Several incumbent generators – respondents in this case – brought suit in the District of Maryland against members of the Maryland Public Service Commission in their official capacities. The incumbent generators sought a declaratory judgment that Maryland’s program violated the Supremacy Clause by setting a wholesale rate for electricity and by interfering with FERC’s auction policies. After a six-day bench trial, the District Court issued a declaratory judgment holding that Maryland’s program improperly set the rate CPV received for interstate wholesale sales to PJM. The Fourth Circuit affirmed.

The Supreme Court affirmed in an opinion delivered by Justice Ginsburg. Chief Justice Roberts and Justices Kennedy, Breyer, Alito, Sotomayor and Kagan joined in the opinion. Justices Sotomayor and Thomas also delivered separate concurring opinions.

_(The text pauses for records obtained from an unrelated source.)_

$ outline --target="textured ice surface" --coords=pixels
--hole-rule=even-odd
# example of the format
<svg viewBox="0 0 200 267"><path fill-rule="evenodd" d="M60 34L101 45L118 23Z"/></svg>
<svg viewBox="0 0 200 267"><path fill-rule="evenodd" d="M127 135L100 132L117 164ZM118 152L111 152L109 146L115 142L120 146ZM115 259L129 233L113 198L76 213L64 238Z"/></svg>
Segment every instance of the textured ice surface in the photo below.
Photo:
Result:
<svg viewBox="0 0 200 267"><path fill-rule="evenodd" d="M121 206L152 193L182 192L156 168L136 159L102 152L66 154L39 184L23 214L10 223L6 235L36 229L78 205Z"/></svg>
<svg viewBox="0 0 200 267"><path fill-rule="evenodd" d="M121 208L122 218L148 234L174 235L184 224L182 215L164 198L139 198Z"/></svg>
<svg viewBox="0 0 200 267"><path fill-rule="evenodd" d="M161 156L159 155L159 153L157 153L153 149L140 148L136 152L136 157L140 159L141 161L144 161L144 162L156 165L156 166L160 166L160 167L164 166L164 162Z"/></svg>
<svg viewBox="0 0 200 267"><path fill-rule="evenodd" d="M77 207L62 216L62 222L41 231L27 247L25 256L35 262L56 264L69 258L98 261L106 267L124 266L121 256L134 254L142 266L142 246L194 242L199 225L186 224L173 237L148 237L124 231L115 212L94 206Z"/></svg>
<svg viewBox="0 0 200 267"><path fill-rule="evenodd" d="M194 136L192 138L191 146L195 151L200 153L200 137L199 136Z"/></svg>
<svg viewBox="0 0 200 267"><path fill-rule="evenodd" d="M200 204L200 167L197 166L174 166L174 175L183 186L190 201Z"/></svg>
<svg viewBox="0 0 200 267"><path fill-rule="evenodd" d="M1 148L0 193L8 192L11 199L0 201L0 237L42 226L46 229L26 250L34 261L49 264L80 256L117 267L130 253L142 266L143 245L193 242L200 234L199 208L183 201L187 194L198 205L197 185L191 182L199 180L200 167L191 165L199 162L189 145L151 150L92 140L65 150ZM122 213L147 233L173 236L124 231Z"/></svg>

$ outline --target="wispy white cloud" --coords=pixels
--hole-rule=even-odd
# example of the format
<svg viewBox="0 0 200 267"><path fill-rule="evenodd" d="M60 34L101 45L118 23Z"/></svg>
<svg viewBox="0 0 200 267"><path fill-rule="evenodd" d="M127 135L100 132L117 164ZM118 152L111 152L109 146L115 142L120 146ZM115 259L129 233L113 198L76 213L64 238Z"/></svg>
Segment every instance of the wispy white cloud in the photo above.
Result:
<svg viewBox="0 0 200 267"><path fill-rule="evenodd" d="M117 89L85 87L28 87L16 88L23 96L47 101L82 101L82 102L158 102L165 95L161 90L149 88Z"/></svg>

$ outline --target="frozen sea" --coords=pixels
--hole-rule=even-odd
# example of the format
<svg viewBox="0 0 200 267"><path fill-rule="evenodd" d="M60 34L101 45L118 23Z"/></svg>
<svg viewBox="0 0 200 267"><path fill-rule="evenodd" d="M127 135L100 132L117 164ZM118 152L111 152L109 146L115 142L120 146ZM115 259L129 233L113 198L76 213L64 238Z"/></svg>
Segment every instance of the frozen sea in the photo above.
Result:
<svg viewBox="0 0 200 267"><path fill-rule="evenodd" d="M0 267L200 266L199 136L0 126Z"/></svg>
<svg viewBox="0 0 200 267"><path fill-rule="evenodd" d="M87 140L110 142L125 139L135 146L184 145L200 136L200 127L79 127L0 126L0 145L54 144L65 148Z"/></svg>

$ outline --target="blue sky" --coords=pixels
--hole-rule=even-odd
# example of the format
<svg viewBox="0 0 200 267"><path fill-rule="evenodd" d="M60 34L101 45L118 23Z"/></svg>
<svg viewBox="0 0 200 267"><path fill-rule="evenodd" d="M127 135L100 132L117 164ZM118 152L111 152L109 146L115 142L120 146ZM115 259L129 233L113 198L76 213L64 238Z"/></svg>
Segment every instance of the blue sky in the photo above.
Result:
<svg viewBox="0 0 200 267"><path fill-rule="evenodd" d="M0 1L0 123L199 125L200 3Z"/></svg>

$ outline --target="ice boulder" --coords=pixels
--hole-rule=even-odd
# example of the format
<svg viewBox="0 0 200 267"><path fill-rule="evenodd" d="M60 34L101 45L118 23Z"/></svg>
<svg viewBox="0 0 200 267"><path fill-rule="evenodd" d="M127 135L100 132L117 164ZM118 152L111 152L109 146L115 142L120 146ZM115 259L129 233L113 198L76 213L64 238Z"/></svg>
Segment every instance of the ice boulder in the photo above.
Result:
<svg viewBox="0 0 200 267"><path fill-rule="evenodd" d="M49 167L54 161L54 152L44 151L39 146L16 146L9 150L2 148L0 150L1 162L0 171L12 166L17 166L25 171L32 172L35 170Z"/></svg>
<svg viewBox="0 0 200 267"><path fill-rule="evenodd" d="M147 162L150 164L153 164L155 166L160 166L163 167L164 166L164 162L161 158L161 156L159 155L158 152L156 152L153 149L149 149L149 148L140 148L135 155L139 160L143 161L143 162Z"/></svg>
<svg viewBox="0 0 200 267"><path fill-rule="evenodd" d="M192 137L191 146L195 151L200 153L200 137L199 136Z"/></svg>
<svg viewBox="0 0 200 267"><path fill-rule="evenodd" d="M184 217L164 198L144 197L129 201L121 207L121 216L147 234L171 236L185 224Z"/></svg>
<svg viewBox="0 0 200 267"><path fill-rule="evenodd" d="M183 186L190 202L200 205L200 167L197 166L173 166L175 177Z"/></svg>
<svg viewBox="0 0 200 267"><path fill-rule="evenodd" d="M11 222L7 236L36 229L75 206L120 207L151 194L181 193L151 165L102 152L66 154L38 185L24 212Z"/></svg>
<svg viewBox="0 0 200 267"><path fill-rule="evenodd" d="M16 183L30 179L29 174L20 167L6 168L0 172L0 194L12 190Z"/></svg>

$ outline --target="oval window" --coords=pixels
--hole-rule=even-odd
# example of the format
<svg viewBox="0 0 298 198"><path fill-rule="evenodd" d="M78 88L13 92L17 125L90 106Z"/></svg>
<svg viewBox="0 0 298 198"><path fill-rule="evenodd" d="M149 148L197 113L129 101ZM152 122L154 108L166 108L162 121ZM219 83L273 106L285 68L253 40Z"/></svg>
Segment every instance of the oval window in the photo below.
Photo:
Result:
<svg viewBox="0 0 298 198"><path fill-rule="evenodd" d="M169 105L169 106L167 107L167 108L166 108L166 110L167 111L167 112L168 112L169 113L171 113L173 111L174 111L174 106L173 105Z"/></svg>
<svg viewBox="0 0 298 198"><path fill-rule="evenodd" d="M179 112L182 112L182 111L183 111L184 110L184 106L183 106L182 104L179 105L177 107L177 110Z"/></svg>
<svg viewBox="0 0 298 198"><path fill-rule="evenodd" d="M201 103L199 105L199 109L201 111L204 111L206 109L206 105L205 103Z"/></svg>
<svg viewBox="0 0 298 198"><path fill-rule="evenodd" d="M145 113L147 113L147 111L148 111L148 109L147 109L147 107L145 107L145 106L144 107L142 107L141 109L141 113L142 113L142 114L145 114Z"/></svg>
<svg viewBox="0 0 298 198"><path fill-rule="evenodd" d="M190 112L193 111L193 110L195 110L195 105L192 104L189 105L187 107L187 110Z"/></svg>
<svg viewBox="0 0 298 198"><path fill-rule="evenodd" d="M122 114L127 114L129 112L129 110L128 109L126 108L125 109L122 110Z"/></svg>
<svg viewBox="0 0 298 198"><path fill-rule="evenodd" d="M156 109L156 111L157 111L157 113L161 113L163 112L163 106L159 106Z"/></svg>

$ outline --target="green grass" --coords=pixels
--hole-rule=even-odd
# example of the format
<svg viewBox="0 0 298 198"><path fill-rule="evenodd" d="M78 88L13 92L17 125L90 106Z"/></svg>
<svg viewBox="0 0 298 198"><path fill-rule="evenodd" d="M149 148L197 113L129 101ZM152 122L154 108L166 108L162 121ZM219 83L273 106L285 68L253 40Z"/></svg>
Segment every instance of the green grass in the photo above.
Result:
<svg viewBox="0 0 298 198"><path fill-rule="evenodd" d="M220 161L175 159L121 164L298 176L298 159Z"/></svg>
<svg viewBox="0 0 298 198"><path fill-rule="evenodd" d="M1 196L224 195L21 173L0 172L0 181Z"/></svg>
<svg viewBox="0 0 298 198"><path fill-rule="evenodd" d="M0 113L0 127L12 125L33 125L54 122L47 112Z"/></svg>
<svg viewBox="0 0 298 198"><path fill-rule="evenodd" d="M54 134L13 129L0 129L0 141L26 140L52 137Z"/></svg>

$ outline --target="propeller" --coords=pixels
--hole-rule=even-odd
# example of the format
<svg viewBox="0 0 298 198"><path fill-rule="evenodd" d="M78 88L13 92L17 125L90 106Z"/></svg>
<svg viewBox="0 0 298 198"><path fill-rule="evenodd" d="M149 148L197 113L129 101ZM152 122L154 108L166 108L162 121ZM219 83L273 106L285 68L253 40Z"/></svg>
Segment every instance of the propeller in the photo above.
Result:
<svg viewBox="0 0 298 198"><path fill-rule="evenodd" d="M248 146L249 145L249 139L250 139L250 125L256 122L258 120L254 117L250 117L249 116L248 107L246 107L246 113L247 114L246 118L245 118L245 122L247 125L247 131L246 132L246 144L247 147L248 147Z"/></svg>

Under the Supremacy Clause federal law preempts contrary state law. The Supreme Court determined that Maryland’s program disregards the interstate wholesale rate required by FERC. The FPA allocates exclusive jurisdiction to the FERC over rates and charges received for wholesale sales. The Court noted that when Congress has legislated so comprehensively as to occupy an entire field of regulation, any state law is preempted – especially when the challenged state law stands in opposition to the execution of the full purposes and objectives of Congress. The Court concluded that Maryland’s rate-setting program contravened the FPA’s division of authority between federal and state regulators. The Court was not persuaded by the fact that Maryland was trying to encourage the construction of new in-state energy generation because states may not seek to achieve ends through regulatory means that intrude upon FERC’s authority over interstate wholesale rates.

The Court was careful to limit its holding, specifically stating that its opinion did not apply to other means that states may implement to encourage the development of energy generation. States remain free to establish programs that encourage the production of energy, so long as those measures are unconnected to the generator’s wholesale market participation.